売れっ子でいつも忙しくしていた西野さんだったので、
訃報をきいたとき、過労か何かと思った。
死因は、スノーボードでの遭難だった。やりきれない思いだった。
西野さんはスノボが上手でよく1人で雪山に入って滑っていた。
どうして、あんないい人を逝かせてしまうのか、
もっと逝くべき人間がいるじゃないか、神を呪った。


西野さんは早くからこのブログを読んでくれていて、いつも応援してくれていた。
今でも天国から見てくれているだろうからここに書く。
でも、書くことはとても悩んだ。
書くということで西野さんを認めてしまうようになってしまうのと、
西野さんを追悼する文章を書くことが、
なんだか「自分っていい奴でしょ」と主張している偽善のようで。
でも、書くことで、少しでも西野さんという素敵な人がいたということを多くの人にも
わかってもらえると思うから書く。

西野さんはエディター。

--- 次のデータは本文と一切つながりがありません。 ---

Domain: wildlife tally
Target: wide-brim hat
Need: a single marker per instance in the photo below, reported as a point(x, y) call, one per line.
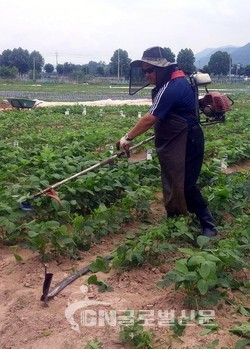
point(155, 56)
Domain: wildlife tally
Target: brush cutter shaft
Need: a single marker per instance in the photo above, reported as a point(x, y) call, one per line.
point(99, 164)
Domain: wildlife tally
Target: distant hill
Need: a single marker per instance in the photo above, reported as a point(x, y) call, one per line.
point(239, 55)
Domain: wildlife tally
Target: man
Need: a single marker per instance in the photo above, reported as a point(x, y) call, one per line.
point(179, 139)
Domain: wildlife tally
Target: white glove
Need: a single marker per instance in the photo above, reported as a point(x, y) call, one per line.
point(125, 141)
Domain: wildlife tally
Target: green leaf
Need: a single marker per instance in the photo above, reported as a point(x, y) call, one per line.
point(181, 267)
point(195, 260)
point(202, 241)
point(187, 251)
point(101, 264)
point(242, 330)
point(202, 286)
point(204, 270)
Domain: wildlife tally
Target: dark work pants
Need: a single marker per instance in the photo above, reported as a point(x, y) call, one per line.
point(194, 158)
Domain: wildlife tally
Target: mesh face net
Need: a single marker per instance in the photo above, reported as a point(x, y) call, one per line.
point(137, 79)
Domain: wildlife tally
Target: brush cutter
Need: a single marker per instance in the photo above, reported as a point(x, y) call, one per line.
point(50, 191)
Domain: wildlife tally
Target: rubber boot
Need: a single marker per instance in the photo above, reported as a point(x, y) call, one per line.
point(207, 223)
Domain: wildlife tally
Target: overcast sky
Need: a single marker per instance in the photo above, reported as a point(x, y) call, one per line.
point(79, 31)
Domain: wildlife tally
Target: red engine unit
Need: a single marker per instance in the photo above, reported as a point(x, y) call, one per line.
point(215, 102)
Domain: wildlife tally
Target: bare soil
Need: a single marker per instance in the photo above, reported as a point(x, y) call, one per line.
point(27, 323)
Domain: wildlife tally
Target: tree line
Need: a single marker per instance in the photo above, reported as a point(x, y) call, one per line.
point(19, 62)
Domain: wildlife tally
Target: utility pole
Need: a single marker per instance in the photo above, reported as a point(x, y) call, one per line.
point(34, 68)
point(56, 58)
point(118, 65)
point(230, 68)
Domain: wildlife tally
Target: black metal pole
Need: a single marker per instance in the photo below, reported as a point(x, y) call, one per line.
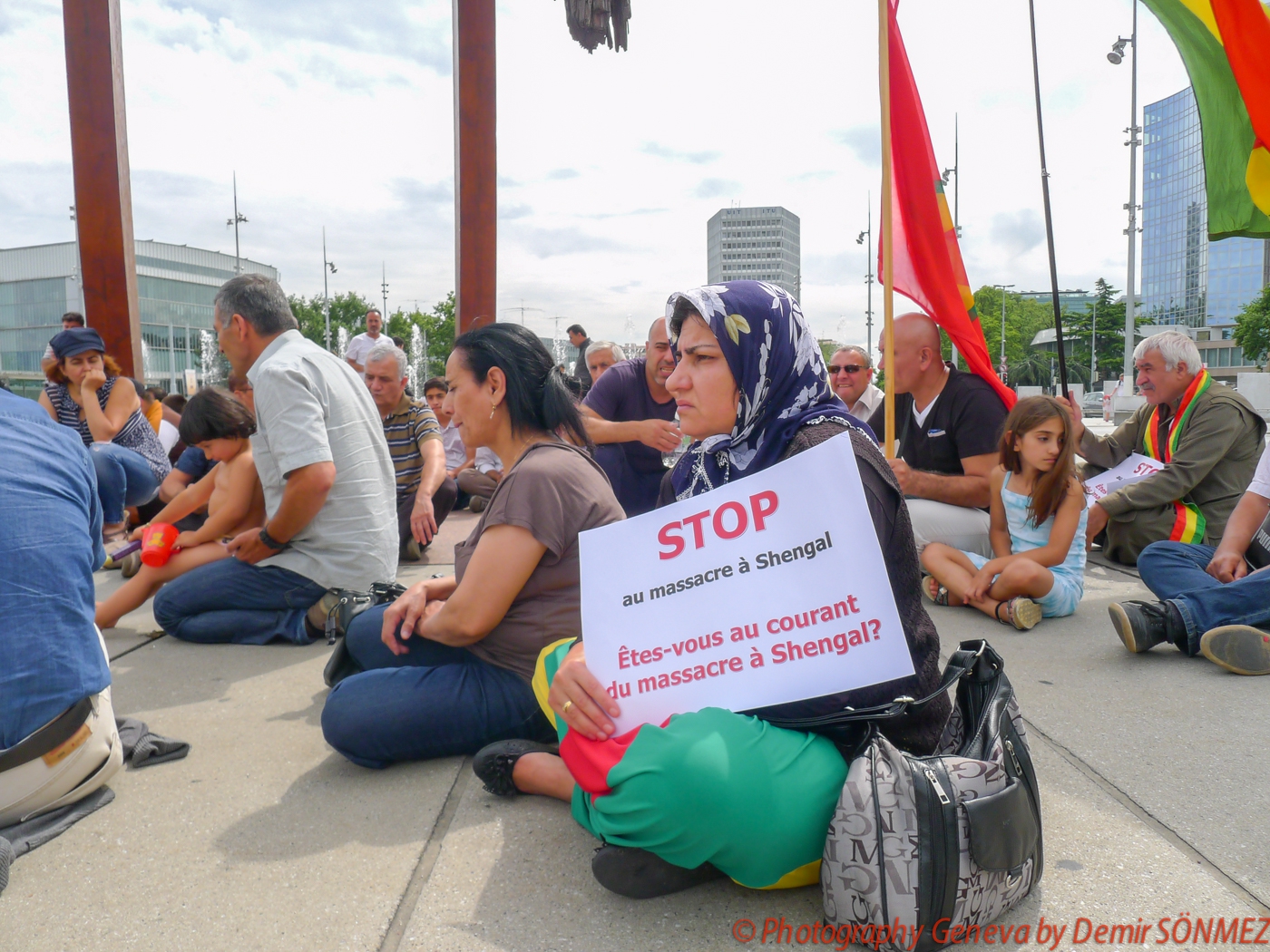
point(1050, 219)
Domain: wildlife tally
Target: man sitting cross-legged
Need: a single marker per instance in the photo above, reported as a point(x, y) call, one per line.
point(425, 494)
point(1206, 435)
point(1210, 602)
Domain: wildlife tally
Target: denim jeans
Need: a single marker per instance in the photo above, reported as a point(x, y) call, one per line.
point(1175, 573)
point(635, 491)
point(123, 479)
point(435, 701)
point(234, 602)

映像を編集する人である。
ぼくはカプコンの仕事はいつも小林達行さんという監督にお願いしていて、
小林さんはいつも西野さんと仕事をしていた。
なので、カプコンの仕事をしているときは一緒だった。

西野さんはとてもクラフトマンシップのある人だった。
仕事の立場上、発注側の広告代理店の方が上なので
エディターは黙々と指示にしたがうということが多いのだが、
西野さんはちがうというときはちがうというし、
とんちんかんな意見も一度、試してみてくれて、
「どう、おれのいうとうりだったでしょ?」と教えてくれる人だった。
仕事中も仕事が終ってもだいたいゲームをするか、無駄話をしていて
仮編集が終わって本編集に移動するのがいつも悲しかった。
家にも一度遊びにきてくれたことがあった。

ちょうど亡くなる数日前にやりとりをしていて、
「5〜6月に大阪に帰るから一緒に飲みにいきましょうね。
 西成とか新世界に行きたいです、茨木台の限界集落にも興味があります」
とメッセージをもらっていた。でも、亡くなってしまった。

西野さんのところにいきたかったけどラップ選手権と重なって、
明らか西野さんの方が大事なんだけど、ぼくが取り仕切っていたもので
「日下さんがきてくれないのはさみしいけれど、そっちもアホやからいいですよ。
 でも、そのかわり今度2人で飲みにいきましょう」
と西野さんが言ってくれたので、約束は果たさなくてはならない。

亡くなってから1ヶ月と少し経った日に、西野さんが大阪にくるはずの頃に、
2人で待ち合わせをしていくことになった。

花園町から下りて歩いていると西野さんの人のよさそうで
甲高い声が聞こえてきた。
「やっぱり大阪はええですねえ」
それから玉出に入った。
「きっついすねー 目が痛いっすわ」



難波屋で飲んだ。難波屋はいいライブをしていて西野さんも楽しんでた。
「えっ、そんなんでええんですか!?安いですね」と驚いていた。





その後は、ぼくらのアジト、ピカスペースへ。
西野さんとだらだら話した。
陰謀の話とか、映画の話、タランティーノとか、ロドリゲスとか。



西野さんをピカスペースに残して、ぼくは先に帰った。
西野さんはまだピカスペースで飲んでいる。ここが気に入ったようだ。

今後は茨木台の限界集落いきましょうか、西野さん。

1 件のコメント:

小林達行 さんのコメント...

飲みにいってくれて、ありがとう。